In the end, heat is just heat. Unless you also legislate you can't heat your home above 80, let's not pretend heating is not wasteful. Then the next thing will be legislating you need good insulation, then you forbid to use oil like recently in Quebec or gas like recently in New York.

The only people really hurted by this are people who have different preferences (I like heat, so I'd like my house to be 80) and people who're poor (they can't buy electricity, but they can buy an oil furnace to warn their bedroom).

This is bad, but a lot of people fail to realize this, and commit the fallacy of composition by projecting their set of preferences or characteristics (ex: having the money to buy electricity, or living in a country where they can trust the central bank)

You know that building standards are a thing right? It is literally illegal to build a home with bad insulation for exactly that reason.

You're right the only people who are hurt by this are people who have different preferences or are poor. You are pricing poor people out of being able to heat their homes. Tha'ts not a defence ofyour position.

If your arugment is "this is bad" you're not defending your position, you're admitting your position is wrong, whilst doing it anyway.

For a bunch of us, living in 3rd world countries, Bitcoin provides more value than Google and Facebook. So I think this is ok. I don’t know why the post has a derogatory connotation.
What kind of value?
Huge volatility and first world kids willing to gamble.
In countries like Venzuela and Turkey and numerous others where skyrocketing inflation and the devaluation of the country's currency is an ongoing concern, bitcoin even in spite of it's volatility provides a safehaven. Some countries ban the US dollar, some don't offer access to banking/loans. Bitcoin, Ethereum and others help solve that. It also allows them to receive monetary assistance from relatives outside the country when such transfers otherwise are not allowed.

I'm not an expert and may have a detail or two off, but for anyone willing to learn more, I'd recommend the podcast from Lex Friedman and Alex Gladstein for more eye opening details.

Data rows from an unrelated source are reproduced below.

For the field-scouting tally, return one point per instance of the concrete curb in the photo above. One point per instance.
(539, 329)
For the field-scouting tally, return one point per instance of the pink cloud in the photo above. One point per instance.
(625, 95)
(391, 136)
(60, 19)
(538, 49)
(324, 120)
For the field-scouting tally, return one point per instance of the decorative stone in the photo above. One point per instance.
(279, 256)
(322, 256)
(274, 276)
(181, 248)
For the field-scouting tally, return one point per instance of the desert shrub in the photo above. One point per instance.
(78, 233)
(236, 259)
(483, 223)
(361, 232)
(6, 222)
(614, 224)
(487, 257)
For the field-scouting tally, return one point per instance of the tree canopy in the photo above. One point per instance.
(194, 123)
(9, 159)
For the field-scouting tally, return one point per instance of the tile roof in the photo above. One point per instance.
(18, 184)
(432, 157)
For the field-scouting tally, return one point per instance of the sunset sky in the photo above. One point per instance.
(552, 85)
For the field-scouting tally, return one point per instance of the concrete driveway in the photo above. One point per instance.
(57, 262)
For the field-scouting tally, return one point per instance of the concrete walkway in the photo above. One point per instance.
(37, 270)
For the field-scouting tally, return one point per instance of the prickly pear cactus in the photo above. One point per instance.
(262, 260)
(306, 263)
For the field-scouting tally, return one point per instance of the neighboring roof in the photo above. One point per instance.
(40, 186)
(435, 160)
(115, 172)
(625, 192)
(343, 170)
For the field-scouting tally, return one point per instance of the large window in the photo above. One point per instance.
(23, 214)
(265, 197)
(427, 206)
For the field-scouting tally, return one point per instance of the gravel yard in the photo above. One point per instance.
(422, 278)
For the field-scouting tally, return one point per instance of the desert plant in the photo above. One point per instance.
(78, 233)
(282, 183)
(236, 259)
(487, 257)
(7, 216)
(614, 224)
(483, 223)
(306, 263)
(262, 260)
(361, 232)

Now imagine if you could get the same value without using significant energy: it's called PoS.
PoS is too centralized and vulnerable to attack.
> For a bunch of us, living in 3rd world countries, Bitcoin provides more value than Google and Facebook. So I think this is ok. I don’t know why the post has a derogatory connotation.

I've heard this a lot, but I'm skeptical. It strikes me as yet another problem latched onto by Bitcoin enthusiasts so they can claim Bitcoin "solves" something (beyond providing yet another avenue for speculative investment), when the problem in question is much better solved by something else.

For instance: hyperinflation can be addressed by dollarization (either de-jure or de-facto), which is far more practical than bitcoin-ization.

Only elite few who can buy GPUs and do mining. Majority of 3rd world can't. Smoke from coal and leaded petrol provides more value than health for those living in 3rd world too. I also don't know why the insistent of going green when not doing so is so much cheaper for the poor.
> A single transaction requires an average of 1,173 kWh, enough to power a typical UK home for more than three months

This is somewhat misleading, as the vast majority of that energy expense is competing for newly minted coins, i.e. the block subsidy. It will take a few more decades for transaction fees to overtake the exponentially decreasing block subsidy and become the dominant part of the block reward. At that point it becomes more accurate to attribute Bitcoin's energy costs to the processing of transactions.

Also note that if Bitcoin were actually used as a currency (like in early Silk Road days) rather than a speculation vehicle as it mostly is now, then its price would remain orders of magnitude lower, and few people would be complaining about its energy costs.